Assim que "Tieta" entrou no Globoplay, no último dia 8, foi parar nos trending topics do Twitter. A novela (de Aguinaldo Silva, Ricardo Linhares e Ana Maria Moretzsohn) também foi o conteúdo on demand mais consumido da plataforma de streaming na semana passada. Betty Faria, intérprete da personagem que simboliza a luta feminina por liberdade e bota abaixo preconceitos, falsos moralismos e diferenças de cor e de gênero, arrisca uma explicação sobre o sucesso do folhetim mais de 30 anos depois de seu lançamento, em 1989.

— "Tieta" continua atualíssima — diz a atriz. — Além de mostrar que só o amor constrói, traz solidariedade, união, tudo que o Brasil está precisando lembrar. É um alento para o coração.

Aos 79 anos, que completou em maio, durante a quarentena, Betty passa o isolamento em seu apartamento no Leblon. Tem como companhia a neta Giulia, 17 anos, e a cadela Madalena. Ativa nas redes sociais, tem feito lives e compartilhado memes de Tieta. Também usa o tempo para rever filmes da sua vasta coleção de DVDs. Entre eles, o que a fez decidir ser atriz: "La strada", de Federico Fellini ("tinha 15 anos e saí do cinema com a certeza de que faria isso da vida").

Com 24 longas no currículo (além de 43 novelas, cinco minisséries e 14 peças de teatro), ela rodaria "A dama" com Cacá Diegues, que a dirigiu em "Bye, bye, Brasil" (1980), no ano passado. Mas o projeto não foi adiante. Nesta entrevista, feita por Zoom, Betty lamenta a atual situação "empacada" do cinema brasileiro, conta que sonha interpretar a mãe de um transexual, e diz que, depois de uma vida de curtição, tornou-se "uma velhinha careta".

 

P - O que tem passado pela sua cabeça durante a quarentena?

BETTY FARIA - Penso muito nesse Brasil que estou desconhecendo, com as pessoas divididas, se xingando. O Brasil da dona de casa que botou o filho da empregada no elevador para se livrar dele. O Brasil de um "homem de bem" que não respeita a dor de um pobre homenageando o filho morto pela peste e derruba cruzes com raiva. O país andou para trás, as pessoas estão doentes para além da pandemia, inseguras, com medo. Por que tanto ódio? Esse Brasil atual me assusta. Ao mesmo tempo, estou em casa vendo filmes e pensando no cinema brasileiro.

 

P - Que já passava por uma crise pré-pandemia, com corte de verbas, e agora está totalmente parado...

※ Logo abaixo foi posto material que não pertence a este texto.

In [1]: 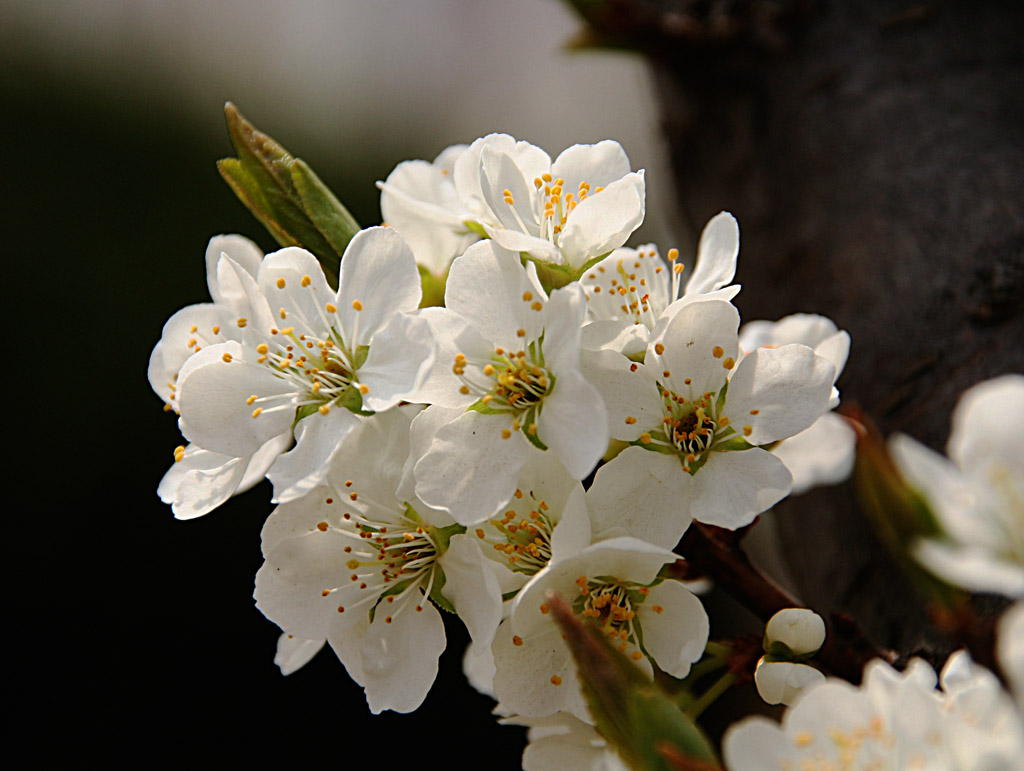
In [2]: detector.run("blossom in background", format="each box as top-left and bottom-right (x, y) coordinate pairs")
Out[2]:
(889, 375), (1024, 598)
(580, 212), (741, 356)
(377, 144), (480, 276)
(416, 241), (608, 525)
(754, 608), (825, 704)
(739, 313), (857, 495)
(723, 651), (1024, 771)
(587, 300), (835, 548)
(255, 408), (501, 713)
(177, 227), (433, 503)
(148, 235), (292, 519)
(492, 538), (709, 722)
(454, 134), (645, 270)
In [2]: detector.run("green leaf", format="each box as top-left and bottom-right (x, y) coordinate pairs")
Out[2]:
(217, 102), (359, 286)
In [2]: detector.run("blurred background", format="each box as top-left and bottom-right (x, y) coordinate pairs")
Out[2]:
(8, 0), (688, 769)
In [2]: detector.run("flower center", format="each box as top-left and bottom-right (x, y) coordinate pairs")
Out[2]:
(245, 275), (370, 418)
(452, 337), (555, 438)
(316, 495), (440, 624)
(572, 575), (650, 660)
(476, 489), (554, 575)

BETTY FARIA - Em 2015, nosso cinema deu uma receita maravilhosa. Ano passado, esteve em vários festivais internacionais. Aí, ficou absolutamente empacado. A Ancine, paralisada. Sou amante do cinema, fui criada vendo filmes da Metro, musicais europeus. Me dói saber que há cerca de 350 mil trabalhadores do audiovisual brasileiros desempregados, passando fome. É preciso esclarecer que o cinema usa verba do Condecine, dinheiro arrecadado do próprio cinema. Temos que acabar com a má fama dos artistas. Isso foi uma tática de desmoralização, gerou uma onda de antipatia. O público se engana pensando que mamamos nas tetas do governo.

 

P - Como enxerga o futuro do cinema pós-pandemia?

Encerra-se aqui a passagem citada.